The two combatants stood red-faced and silent, puffing and glaring at one another.

As I was later to understand, the conversation had gone something like this:

Will: I've got my eye on you, so you better not try anything.

Jason: What?

Will: I'm in charge. I'm the boss of you and this whole operation. Get your ass to work and don't steal anything.

Jason: The hell you say.

In implementing my plan, I'd failed to take into account Will's complete lack of subtlety and utterly literal operational parameters. I love the boy dearly, but he's no thinker.

Mike got them to shake hands and promise to play nice, but no sooner had we turned our backs than they were at it again. They rolled across the deck, down the steps and into the backyard. As they looked more like a couple of boisterous puppies than any kind of danger to one another, we decided to allow the tussle to resolve itself organically. They rolled back and forth across the yard, trading momentary advantages, Lady bounding around them and barking furiously the whole time.

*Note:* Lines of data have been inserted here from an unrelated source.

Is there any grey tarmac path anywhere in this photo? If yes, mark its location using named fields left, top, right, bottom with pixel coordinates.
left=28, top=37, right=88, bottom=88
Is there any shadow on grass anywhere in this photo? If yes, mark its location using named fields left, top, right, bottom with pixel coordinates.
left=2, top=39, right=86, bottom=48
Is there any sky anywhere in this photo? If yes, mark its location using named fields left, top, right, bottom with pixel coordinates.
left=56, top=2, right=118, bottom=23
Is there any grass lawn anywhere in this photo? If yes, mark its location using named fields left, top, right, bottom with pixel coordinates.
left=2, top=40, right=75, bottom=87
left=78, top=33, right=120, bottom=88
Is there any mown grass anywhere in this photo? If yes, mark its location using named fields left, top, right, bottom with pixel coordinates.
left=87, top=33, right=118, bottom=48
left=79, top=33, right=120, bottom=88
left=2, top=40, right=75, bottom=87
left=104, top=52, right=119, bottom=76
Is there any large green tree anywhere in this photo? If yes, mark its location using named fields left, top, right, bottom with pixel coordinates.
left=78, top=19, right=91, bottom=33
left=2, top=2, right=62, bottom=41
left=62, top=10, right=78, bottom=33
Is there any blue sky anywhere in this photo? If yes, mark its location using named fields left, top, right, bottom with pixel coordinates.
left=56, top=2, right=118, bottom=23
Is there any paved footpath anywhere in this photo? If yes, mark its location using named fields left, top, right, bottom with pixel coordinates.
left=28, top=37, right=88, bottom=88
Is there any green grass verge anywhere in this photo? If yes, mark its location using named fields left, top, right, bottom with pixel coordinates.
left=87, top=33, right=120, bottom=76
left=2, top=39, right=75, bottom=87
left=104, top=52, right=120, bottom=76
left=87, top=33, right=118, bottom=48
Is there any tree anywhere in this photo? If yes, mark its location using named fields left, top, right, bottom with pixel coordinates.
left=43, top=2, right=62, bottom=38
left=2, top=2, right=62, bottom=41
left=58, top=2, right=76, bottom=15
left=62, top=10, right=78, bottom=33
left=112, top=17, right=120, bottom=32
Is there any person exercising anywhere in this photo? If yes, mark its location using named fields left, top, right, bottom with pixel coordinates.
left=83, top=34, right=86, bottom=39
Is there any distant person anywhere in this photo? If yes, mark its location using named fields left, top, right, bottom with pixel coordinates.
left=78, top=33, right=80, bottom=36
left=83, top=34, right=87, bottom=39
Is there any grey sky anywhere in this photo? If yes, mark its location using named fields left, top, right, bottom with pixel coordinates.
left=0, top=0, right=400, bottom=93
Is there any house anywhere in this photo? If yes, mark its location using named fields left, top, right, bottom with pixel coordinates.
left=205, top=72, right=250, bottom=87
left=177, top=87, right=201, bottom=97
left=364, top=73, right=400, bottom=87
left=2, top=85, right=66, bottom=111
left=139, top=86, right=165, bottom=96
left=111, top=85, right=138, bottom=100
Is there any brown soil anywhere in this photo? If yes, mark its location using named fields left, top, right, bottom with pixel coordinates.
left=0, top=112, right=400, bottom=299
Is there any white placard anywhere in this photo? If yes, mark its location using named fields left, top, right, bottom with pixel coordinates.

Will had the advantage of youth and when Jason ran out of gas, Will straddled him victoriously, knees on his shoulders in a classic schoolyard pin. Jason deployed his last weapon. "Lady! Sic 'im! Get him, girl!" he shouted.

Lady leapt into the fray, putting her paws on Will's shoulders and going for his face—with her tongue. She joyfully slobbered all over Will's face as he, unable to withstand the salivary onslaught, fell backwards and off of Jason. He stood up, brushed himself off, and said, "Good girl. C'mere, babe," hugging her as if the love attack was exactly what he had in mind. It was decided that I would make the materials run and Mike would ride herd over the help.

Rest in peace, Jason. Red, best of luck to you.